News headlines

Excerpts from UAE Dailies

Stress takes its toll on Dubai residents

DUBAI - OCT. 03: The number of deaths caused by high blood pressure in Dubai is three times higher than the toll in the rest of the emirates.  And stress due to traffic jams, stock market fluctuations and the high cost of living are among the causes of the condition, according to a leading heart consultant.

A Dubai Department of Health and Medical Services report says: “The study of deaths caused by high blood pressure between 1999 and 2006 throughout the country confirmed that the highest number of cases was in Dubai. The rate was highest among people aged over 55.

“The diseases linked to high blood pressure were among the top 10 causes of death among UAE nationals in 2005. And high blood pressure is one of the main caus es of cardiovascular disease.” Consultant Dr Aref Noriani at the Ministry of Health said the number of patients with high blood pressure or those suffering from heart problems had grown across the UAE in recent years.

He said the causes of the increase included hereditary factors, tightening of arteries in the kidneys, hormone disorders and obesity. But he said psychological issues also contributed to the problem.

“Most patients at Al Qasimi Hospital who have high blood pressure use the SharjahDubai road, which is notorious for traffic jams,” added Noriani.

“Bottlenecks and sitting in cars for many hours create a state of high tension among motorists, increasing the secretion of hormones and causing high blood pressure.

“Stock market fluctuations cause a big psychological burden too, and lead to high blood pressure.
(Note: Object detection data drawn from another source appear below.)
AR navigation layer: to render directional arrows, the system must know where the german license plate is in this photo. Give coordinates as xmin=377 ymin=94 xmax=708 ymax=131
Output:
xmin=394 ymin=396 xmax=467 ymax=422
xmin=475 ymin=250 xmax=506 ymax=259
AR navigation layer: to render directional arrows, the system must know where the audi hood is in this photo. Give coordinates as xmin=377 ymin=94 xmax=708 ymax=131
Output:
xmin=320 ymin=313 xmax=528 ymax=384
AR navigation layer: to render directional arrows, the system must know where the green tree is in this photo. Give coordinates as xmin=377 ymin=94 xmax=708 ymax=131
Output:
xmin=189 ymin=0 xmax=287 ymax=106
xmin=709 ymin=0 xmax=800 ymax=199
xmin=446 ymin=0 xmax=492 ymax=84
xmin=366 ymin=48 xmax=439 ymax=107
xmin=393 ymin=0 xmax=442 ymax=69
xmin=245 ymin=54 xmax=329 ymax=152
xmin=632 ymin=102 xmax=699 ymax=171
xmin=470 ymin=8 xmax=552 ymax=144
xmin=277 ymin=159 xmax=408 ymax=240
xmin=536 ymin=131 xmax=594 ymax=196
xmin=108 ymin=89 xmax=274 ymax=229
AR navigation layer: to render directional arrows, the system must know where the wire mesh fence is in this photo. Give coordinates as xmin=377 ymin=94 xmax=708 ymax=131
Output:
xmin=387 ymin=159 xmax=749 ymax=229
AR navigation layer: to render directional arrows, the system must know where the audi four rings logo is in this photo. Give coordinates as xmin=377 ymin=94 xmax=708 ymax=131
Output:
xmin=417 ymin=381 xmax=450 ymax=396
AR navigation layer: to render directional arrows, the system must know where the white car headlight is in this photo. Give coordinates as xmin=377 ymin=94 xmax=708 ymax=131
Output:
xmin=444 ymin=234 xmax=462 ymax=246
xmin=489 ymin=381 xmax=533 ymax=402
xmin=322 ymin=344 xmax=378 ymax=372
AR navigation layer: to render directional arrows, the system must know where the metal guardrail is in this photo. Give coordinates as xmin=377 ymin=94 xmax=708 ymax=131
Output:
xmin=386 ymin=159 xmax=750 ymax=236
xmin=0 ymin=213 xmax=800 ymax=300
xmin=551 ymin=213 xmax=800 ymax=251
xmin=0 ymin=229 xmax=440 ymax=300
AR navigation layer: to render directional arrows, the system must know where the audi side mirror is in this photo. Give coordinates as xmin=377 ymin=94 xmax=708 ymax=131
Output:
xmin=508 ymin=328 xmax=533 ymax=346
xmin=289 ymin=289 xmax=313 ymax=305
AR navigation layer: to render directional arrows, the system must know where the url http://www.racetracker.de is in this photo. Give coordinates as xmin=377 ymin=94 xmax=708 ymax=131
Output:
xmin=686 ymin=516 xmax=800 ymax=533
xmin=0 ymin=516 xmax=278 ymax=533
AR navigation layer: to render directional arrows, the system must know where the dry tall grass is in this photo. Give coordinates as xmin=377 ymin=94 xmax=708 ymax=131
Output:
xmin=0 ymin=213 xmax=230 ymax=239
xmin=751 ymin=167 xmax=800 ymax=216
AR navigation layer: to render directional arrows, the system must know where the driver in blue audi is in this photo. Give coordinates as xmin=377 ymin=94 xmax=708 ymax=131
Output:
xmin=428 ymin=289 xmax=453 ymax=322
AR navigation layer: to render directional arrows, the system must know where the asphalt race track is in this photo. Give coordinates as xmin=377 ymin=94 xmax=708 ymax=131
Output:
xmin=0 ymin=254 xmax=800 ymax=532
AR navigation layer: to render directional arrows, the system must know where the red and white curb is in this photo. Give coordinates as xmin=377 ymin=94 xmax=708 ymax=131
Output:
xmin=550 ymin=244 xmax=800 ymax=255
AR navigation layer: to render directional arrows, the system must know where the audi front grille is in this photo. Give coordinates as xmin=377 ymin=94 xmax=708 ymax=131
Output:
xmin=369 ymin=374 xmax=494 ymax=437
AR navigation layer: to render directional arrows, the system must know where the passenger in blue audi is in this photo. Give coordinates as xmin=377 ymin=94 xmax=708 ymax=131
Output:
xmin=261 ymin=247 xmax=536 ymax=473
“And there are other causes of the disease, such as low salaries compared to the high cost of living, and high rents, that cause continuous tension and prevent some people from sleeping sufficiently.

“The longer blood pressure remains high the more it poses a threat to the organs – especially the brain and heart.

“High blood pressure accounted for 9.8 per cent of the cardiovascular cases treated in Dubai health department hospitals. It was the cause of two-thirds of visits to cardiovascular wards at private hospitals and clinics.” Noriani said work on road projects should be speeded up to ease congestion. He called on the Ministry of Economy and other relevant organisations to act to reduce the high cost of living and rents.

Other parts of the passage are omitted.